More importantly: fulfillment, for the personalist, is to be sought outside or above the person. The dignity of each one lies in the power to respond, to come out, to grow: not around self, but around what is different from self (with a difference that complements self), and higher than self. The principle of personalism is self-giving response, whereas that of individualism is protective self-interest. The paradox is that the personalist, in giving himself, realizes his own real interest and fulfillment, whereas the individualist, by not giving himself, frustrates it.

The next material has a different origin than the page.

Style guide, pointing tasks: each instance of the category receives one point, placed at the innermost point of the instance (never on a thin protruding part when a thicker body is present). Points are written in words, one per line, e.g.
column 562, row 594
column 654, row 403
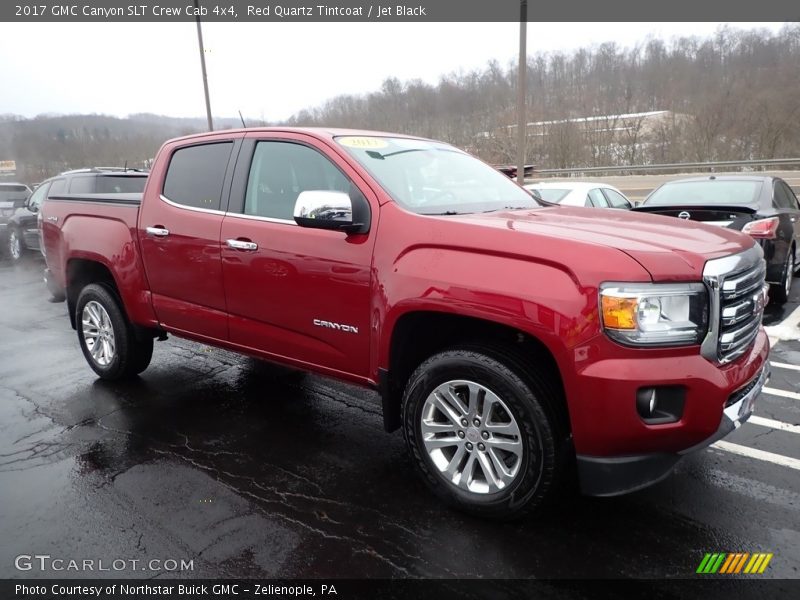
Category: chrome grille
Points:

A look at the present world reveals many things to be scared of. The most real danger, and the most personal to each of us, is loneliness - the prospect of finding ourselves utterly alone, not only physically but in spirit: appreciating no one, appreciated by no one, loving no one and loved by no one. We cannot escape this fate by retreating into ourselves; that would be to walk further into the danger rather than to avoid or overcome it. We have to come out of self: towards others, towards values, towards all that is of true worth. That has been the theme of this book.
Notes
[1] How different the spirit, course and outcome of the French Revolution might have been if, instead of "Liberty, Equality, Fraternity", its slogan had been "Liberty, Dignity, Fraternity". It would thus have sidestepped the unresolved and unresolvable problem: the fact that the exercise of freedom, on the part of people naturally possessed of different talents, inevitably leads to real but not necessarily unjust "inequalities". Moreover, instead of vague agendas for making the weak "equal" to the strong, it might have inspired political and social philosophies more seriously designed to protect the fundamental rights and dignity of each person against economic individualism or state collectivism.
[2] J. Maritain: Les droits de l'homme et la loi naturelle, p. 11.
[3] "In philosophical anthropology, transcendence - in keeping with its etymology transcendere - signifies a surpassing (a going-out-beyond or a rising-above), to the extent that this is verifiable in the comprehensive experience of the human being ... Transcendence is the spirituality of the human being revealing itself": K. Wojtyla: Person and Community: Selected Essays, op. cit., p. 233.
[4] A well-known historian of the 1789 French Revolution, noting that the "Declaration of Rights", one of its founding acts, was a list of rights without a corresponding list of duties, comments that perhaps the National Assembly preferred to pass over this aspect of the civil problem because "rights coupled with duties look suspiciously like wrongs" (J. M. Thompson, The French Revolution, p. 88). Liberal movements which sprung from the Revolution did little to allay this suspicion or to overcome the individualism underlying it. Yet it is evident that, rights and duties being correlative, no genuine philosophy of rights can fail to be at the same time a philosophy of duties.
[5] The Greening of America, pp. 241-245.
[6] cf. David Riesman, The Lonely Crowd, 1950.
[7] Alasdair MacIntyre, After Virtue, 1984, p. 229.
[8] P. Allen: "Integral sex complementarity": Communio, 17 (1990), p. 537.
[9] Within the individualist perspective, "the good of the individual is treated as if it were opposed or in contradiction to other individuals and their good; at best, this good, in essence, may be considered as involving self-preservation and self-defense ... For the individual the "others" are a source of limitation, they may even appear to represent the opposite pole in a variety of conflicting interests. If a community is formed, its purpose is to protect the good of the individual from the "others". This is, in broad outline, the essence of individualism": K. Wojtyla: The Acting Person. op. cit., p. 274.
[10] "Modern society is indeed often ... nothing but a collection of strangers, each pursuing his or her own interests under minimal constraints": A. MacIntyre, After Virtue, pp. 250-252.